Conference proceedings article
Organic Pig Husbandry Systems



Publication Details
Authors:
Sundrum, A.
Editor:
ECPHM
Publisher:
The European College of Porcine Health Management Ltd
Place:
Cambridge, UK
Publication year:
2010
Pages range:
25-26
Book title:
Proceedings 2nd European Symposium on Porcine Health Management

Abstract
Consumers are becoming increasingly interested in foods produced according to ethical aspects of animal health and welfare principles. In general, animal health status does not appear to be consistently better on organic than on conventional farms.
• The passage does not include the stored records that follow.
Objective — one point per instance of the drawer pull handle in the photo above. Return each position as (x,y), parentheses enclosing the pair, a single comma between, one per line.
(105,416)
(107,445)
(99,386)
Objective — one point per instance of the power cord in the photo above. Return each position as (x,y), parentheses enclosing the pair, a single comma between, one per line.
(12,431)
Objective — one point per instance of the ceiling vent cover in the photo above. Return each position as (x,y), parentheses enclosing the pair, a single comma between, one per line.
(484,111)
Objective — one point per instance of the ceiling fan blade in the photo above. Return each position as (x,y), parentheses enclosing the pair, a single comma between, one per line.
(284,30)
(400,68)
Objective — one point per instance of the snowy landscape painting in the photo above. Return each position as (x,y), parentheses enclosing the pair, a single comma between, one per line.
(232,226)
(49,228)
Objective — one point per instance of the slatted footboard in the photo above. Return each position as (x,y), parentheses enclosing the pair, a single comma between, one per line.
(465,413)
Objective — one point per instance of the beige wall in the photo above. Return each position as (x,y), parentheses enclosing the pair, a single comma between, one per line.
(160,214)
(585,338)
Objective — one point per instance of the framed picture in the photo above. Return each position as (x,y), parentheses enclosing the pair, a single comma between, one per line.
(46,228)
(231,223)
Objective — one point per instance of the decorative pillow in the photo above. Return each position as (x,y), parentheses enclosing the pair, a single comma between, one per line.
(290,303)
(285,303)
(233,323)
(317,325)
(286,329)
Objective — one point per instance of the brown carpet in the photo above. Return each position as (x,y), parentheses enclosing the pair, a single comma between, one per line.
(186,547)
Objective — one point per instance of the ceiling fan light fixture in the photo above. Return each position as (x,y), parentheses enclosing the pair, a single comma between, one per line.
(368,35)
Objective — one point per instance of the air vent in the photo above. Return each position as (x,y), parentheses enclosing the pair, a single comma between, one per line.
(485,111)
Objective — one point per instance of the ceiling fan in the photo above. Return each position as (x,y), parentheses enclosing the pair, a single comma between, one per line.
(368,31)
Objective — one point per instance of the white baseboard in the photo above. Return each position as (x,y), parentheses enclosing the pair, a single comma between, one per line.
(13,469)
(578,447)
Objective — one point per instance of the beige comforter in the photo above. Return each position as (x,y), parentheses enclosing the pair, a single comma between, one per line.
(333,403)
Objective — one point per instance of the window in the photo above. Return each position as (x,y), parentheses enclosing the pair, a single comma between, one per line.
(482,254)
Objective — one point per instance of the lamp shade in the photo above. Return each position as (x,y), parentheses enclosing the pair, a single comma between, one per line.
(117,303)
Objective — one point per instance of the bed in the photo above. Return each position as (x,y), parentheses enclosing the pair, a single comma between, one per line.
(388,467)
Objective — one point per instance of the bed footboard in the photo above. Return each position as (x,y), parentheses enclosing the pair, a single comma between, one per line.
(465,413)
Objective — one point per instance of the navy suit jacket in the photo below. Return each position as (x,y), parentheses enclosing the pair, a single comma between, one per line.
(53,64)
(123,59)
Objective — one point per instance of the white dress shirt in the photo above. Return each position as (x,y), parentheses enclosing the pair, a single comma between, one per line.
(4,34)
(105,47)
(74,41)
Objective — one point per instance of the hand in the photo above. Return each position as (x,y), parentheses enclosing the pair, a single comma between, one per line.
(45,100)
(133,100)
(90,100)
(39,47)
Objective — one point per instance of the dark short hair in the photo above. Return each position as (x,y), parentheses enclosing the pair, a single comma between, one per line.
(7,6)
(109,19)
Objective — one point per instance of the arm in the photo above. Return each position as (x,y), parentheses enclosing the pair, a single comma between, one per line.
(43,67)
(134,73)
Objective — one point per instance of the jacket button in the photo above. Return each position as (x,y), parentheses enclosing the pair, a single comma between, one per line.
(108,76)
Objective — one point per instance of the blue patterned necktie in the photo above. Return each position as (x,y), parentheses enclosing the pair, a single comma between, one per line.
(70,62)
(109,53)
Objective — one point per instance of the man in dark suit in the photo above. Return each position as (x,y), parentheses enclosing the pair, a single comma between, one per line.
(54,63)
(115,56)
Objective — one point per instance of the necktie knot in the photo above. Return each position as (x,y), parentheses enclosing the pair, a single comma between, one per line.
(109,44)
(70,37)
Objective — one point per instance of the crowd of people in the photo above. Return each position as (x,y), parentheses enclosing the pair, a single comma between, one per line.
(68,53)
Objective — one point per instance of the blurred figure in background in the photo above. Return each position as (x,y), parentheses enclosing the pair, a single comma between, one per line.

This raises questions on the impacts of management and systems changes. Obviously, organic guidelines play a minor role with respect to the status of animal health, whereas differences in management practices and control tools within the farm system are expected be the main cause for substantial variation in the prevalence rates of diseases between farms. Any improvements in relation to animal health should be based on the implementation of monitoring systems including clinical assessments, abattoir data and review of treatment data, as well as health planning strategies taking into account feedback mechanisms. The latter, however, require clear guidelines concerning the level of production diseases expected as the output of the farm system. Currently, there is no common agreement about a threshold acceptable for organic livestock farming or about categories that allow to group different animal health levels in a range between very good and worse. Consequently, there is a need for a change in the paradigm from standard and resource oriented to a result and outcome oriented approach. Producers failing to meet certain health standards in the longer term should face consequences, such as imposition of improvements schemes and loss of product certification.